Now, Google will go further, in part to forestall legal disputes and potential fines from European national privacy agencies. The search giant has told Europe's national data protection authorities that it will start blocking certain links on all of its global domains - including Google.com - when they are viewed from the EU country where the original claim was made.
As part of the change, which will take effect by March, when someone succeeds in asking Google to remove or block access to a link for legitimate privacy reasons, the company will remove the link from its European domains - like Google.es in Spain, for example - and block access to the link from all of its global sites that can be used from the country where the request was submitted.
In practice, that would mean a successful request from someone in Spain would lead to the removal of the link from all of Google's European online search domains, while blocking access to it from all of its non-European domains - including Google.com - from that specific country.
Search results for individuals outside the European Union, including the United States, will not be affected, and links on Google's non-European domains will still be accessible from other European countries, according to the people with knowledge of h Google's plans.
The company has continually stressed that the European court ruling should apply only within the 28-member bloc. Google argues that if it agreed to alter all of its global search requests on behalf of the Europeans, other countries like China and Russia may soon demand that Google change its practices to meet their own national laws.
"In the end, the Internet would only be as free as the world's least free place," Peter Fleischer, the company's global privacy counsel, said in a blog post last year.
Google has fallen afoul of Europe's privacy rules before, particularly in privacy-sensitive Germany. But several other US tech companies have also found themselves embroiled in complicated legal disputes over how they collect, monitor and use the data from the likes of people's social media posts, online search queries and e-commerce purchases, which are fast becoming digital currency for companies' lucrative advertising operations.
Facebook, for instance, has faced several legal challenges to how it collects data on European citizens, while the European Commission recently agreed to a new data-transfer agreement with the United States aimed at assuaging Europeans' concerns that their digital information is not sufficiently protected when companies move data across the Atlantic.

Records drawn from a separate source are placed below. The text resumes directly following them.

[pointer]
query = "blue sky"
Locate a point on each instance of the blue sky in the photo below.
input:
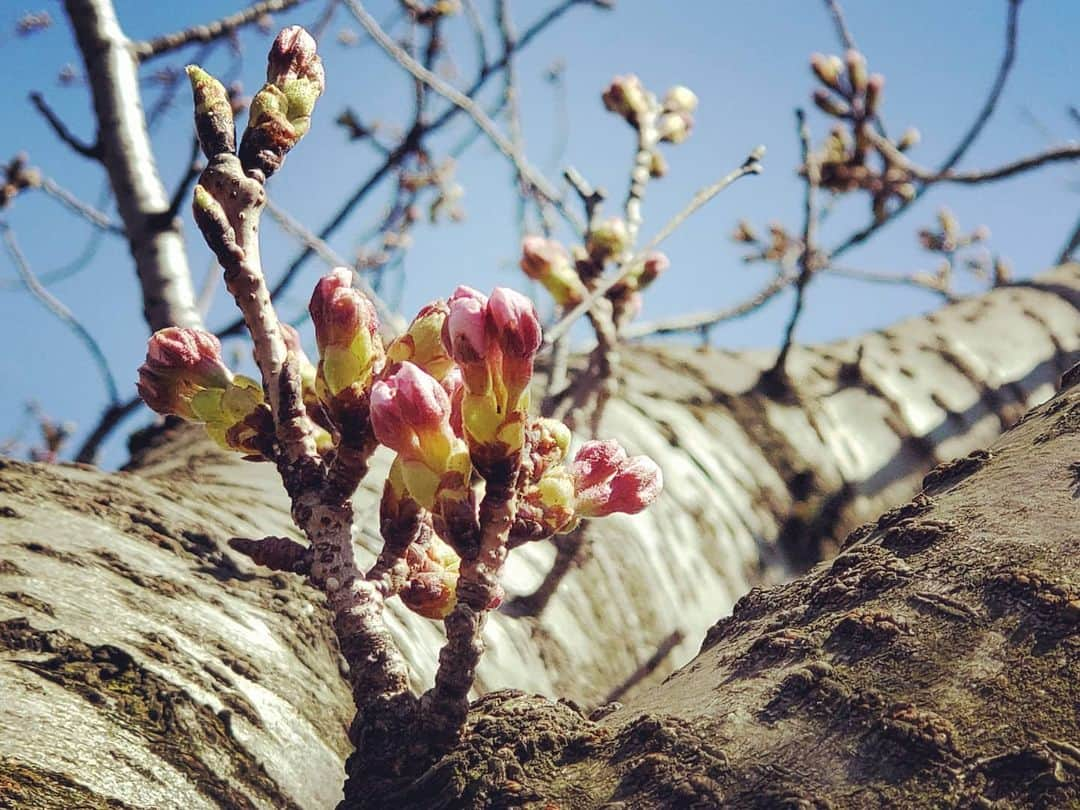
(747, 63)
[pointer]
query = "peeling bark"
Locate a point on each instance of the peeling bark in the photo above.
(144, 662)
(153, 232)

Yet it is Google that has often become the target of Europe's privacy concerns. That is partly because the company's activities stretch across people's daily digital activities through Google's dominant search engine, its ever-present mobile phone software known as Android and the company's other online services.
Despite Google's renewed efforts to appease European privacy concerns, it remains unclear whether the company's actions will be enough to head off the continuing legal challenges by Europe's national data protection authorities.
Elsa Trochet-Macé, a spokeswoman for the French privacy authority that has already fined Google for previous privacy infractions, said Thursday that the company informed Europe's data protection regulators last month about the coming changes to its search results, but that the French agency had not yet decided whether they meant that Google now complied with Europe's privacy rules.
"We're now analyzing the new changes," Trochet-Macé said.